Bağımsız Yargının Eksikliğinin Toplumsal Sonuçları
Bağımsız yargının olmadığı ve gerçek adaletin sağlanamadığı toplumlarda ise iç barışı korumak ve devletin varlığını sürdürebilmek giderek zorlaşır. “Yapanın yanına kâr kalıyor” düşüncesinin yaygın olduğu kaos ortamlarında etik değerlere duyulan saygı azalır; insanlar kendi adaletlerini sağlamaya, sadece kendi çıkarlarını gözetmeye başlar. Böyle toplumlarda adaletin yokluğuyla birlikte, gelecek kaygısı, ayrımcılık ve fırsat eşitsizliği yükselir; çatışma, güvensizlik ve hoşgörüsüzlük artar; demokratik değerler zayıflar, iç barış tehlikeye girer. Tüm bu olumsuzluklar ise toplumsal uyumun ve dayanışmanın azalmasına, ekonomik büyümenin durmasına ve refah seviyesinin düşmesine neden olur.

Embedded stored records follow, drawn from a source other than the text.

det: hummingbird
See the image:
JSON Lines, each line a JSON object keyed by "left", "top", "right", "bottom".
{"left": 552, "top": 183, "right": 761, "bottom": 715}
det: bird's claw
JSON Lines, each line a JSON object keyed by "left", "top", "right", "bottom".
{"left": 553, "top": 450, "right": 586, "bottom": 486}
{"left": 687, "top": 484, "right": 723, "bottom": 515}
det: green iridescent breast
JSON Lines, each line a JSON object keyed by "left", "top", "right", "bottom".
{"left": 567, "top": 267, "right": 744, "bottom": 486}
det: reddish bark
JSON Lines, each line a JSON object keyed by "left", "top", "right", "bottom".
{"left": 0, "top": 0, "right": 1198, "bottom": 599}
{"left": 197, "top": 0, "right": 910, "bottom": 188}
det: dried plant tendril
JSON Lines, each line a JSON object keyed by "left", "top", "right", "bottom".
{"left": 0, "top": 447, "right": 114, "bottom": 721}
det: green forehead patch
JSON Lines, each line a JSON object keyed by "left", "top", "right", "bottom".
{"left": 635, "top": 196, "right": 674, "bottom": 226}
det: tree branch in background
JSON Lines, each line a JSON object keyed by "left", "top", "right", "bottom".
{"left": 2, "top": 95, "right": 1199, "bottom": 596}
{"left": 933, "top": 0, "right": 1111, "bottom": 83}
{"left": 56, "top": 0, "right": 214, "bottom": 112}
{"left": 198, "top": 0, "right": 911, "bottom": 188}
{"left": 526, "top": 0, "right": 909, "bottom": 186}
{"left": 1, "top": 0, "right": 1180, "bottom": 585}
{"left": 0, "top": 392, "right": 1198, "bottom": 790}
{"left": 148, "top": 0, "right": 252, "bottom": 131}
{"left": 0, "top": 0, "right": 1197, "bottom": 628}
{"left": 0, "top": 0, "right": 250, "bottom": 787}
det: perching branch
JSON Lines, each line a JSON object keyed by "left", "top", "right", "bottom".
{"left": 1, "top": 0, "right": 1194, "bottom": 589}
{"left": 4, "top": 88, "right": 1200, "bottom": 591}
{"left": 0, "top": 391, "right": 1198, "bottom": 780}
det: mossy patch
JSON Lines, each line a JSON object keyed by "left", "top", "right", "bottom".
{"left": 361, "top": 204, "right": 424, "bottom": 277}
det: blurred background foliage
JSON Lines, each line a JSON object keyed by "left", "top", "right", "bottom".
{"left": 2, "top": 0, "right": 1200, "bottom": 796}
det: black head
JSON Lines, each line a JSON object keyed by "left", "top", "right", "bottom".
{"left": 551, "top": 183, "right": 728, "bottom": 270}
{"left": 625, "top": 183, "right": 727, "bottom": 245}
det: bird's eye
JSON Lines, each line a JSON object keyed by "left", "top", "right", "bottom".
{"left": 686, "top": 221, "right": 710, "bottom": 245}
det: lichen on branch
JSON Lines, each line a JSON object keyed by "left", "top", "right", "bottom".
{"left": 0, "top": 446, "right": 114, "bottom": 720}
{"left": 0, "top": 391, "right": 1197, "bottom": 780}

Türkiye’de Yargı Bağımsızlığı ve Ekonomik Göstergeler
Ne yazık ki, son 20 yılda Türkiye’de yargının bağımsızlığını yitirmesi, ayrımcılığın ve eşitsizliğin artması, adalet anlayışının zayıflaması iç barışın bozulmasına; sosyal ve ekonomik sorunların büyümesine yol açmıştır. İstatistikler, bu tabloyu tüm çıplaklığıyla ortaya koymaktadır.
Türkiye, yargı bağımsızlığı endeksinde 139 ülke arasında 117. sıraya gerilemiştir. İcra ve iflas dairelerindeki veriler de ekonomik krizin derinleştiğini göstermektedir. 2015 yılında 26 milyon olan mahkemelerdeki icra ve iflas dosya sayısı, 2024 itibarıyla 39 milyona çıkmıştır. Son 22 yılda cezaevlerindeki mahkum sayısında yüzde 500 artış yaşanmış ve Ekim 2024 itibarıyla 362 bin 422 kişiye ulaşmıştır. Ayrıca, mahkemelerde devam eden dava sayısının 7 milyona ulaşması ve bir hakime düşen dosya sayısının 670’e çıkması, adaletin zamanında sağlanmasını zorlaştırmaktadır.
Çözüm Yolu: Güçlendirilmiş Parlamenter Sistem ve Bağımsız Yargı
Bu verilerin işaret ettiği sorunların çözümü için öncelikle toplumsal bir mutabakat sağlanmalıdır. Sosyal hukuk devletinin temelini oluşturan güçlendirilmiş parlamenter sistemin yeniden hayata geçirilmesi, yargı bağımsızlığının güçlü bir biçimde sağlanması ve yasama, yürütme ve yargı erklerinin müdahale edilemeyecek bir denetim-denge mekanizması içinde işler hale getirilmesi hayati önemdedir.